TANJUNG SELOR – Penetapan harga Tandan Buah Segar (TBS) kelapa sawit di Kalimantan Utara tidak hanya berkaitan dengan angka jual beli, tetapi juga menyangkut kepastian usaha dan keberlanjutan perkebunan masyarakat.
Hal tersebut menjadi perhatian dalam rapat penetapan harga TBS produksi pekebun yang digelar Dinas Pertanian dan Ketahanan Pangan Provinsi Kaltara, Rabu (1/9/2026).
Komisi II DPRD Kaltara turut mengikuti pembahasan tersebut sebagai bagian dari fungsi pengawasan. Ketua Komisi II Pdt. Robenson Tadem bersama anggota Komisi II Maslan Abdul Latif hadir bersama jajaran pemerintah daerah dan perwakilan perusahaan kelapa sawit.
Rapat yang dipimpin Mohtari, S.P., M.M., membahas sejumlah komponen yang menjadi dasar penghitungan harga TBS sesuai ketentuan yang berlaku. Perhitungan tersebut antara lain mempertimbangkan harga Crude Palm Oil (CPO), Palm Kernel Oil (PKO) serta komponen lainnya.

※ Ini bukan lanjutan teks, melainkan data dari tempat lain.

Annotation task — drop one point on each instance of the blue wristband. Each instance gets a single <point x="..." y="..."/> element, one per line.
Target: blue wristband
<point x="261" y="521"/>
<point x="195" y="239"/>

Untuk periode 1–15 September 2026, harga CPO disepakati sebesar Rp15.199,66, sementara harga PKO ditetapkan Rp12.839,99.
Komisi II menilai keterlibatan seluruh pihak dalam proses penetapan harga penting untuk membangun tata kelola perkebunan yang lebih terbuka. Pekebun membutuhkan kepastian harga, sementara perusahaan juga membutuhkan iklim usaha yang sehat dan berkelanjutan.
Robenson menekankan pentingnya penetapan harga yang transparan dan proporsional. Menurutnya, kepentingan pekebun harus tetap menjadi salah satu pertimbangan utama agar hasil produksi mereka memperoleh nilai yang layak.
Di sisi lain, keberlangsungan perusahaan perkebunan juga perlu dijaga sehingga hubungan antara perusahaan dan pekebun dapat berjalan secara berimbang.
Sinergi antara pemerintah daerah, perusahaan dan pekebun dinilai menjadi bagian penting untuk menciptakan tata kelola perkebunan sawit yang sehat di Kaltara.
Melalui mekanisme penetapan harga yang memiliki dasar perhitungan jelas, diharapkan pekebun memperoleh kepastian dalam menjalankan usaha sekaligus dapat mendorong pertumbuhan sektor kelapa sawit di Kalimantan Utara.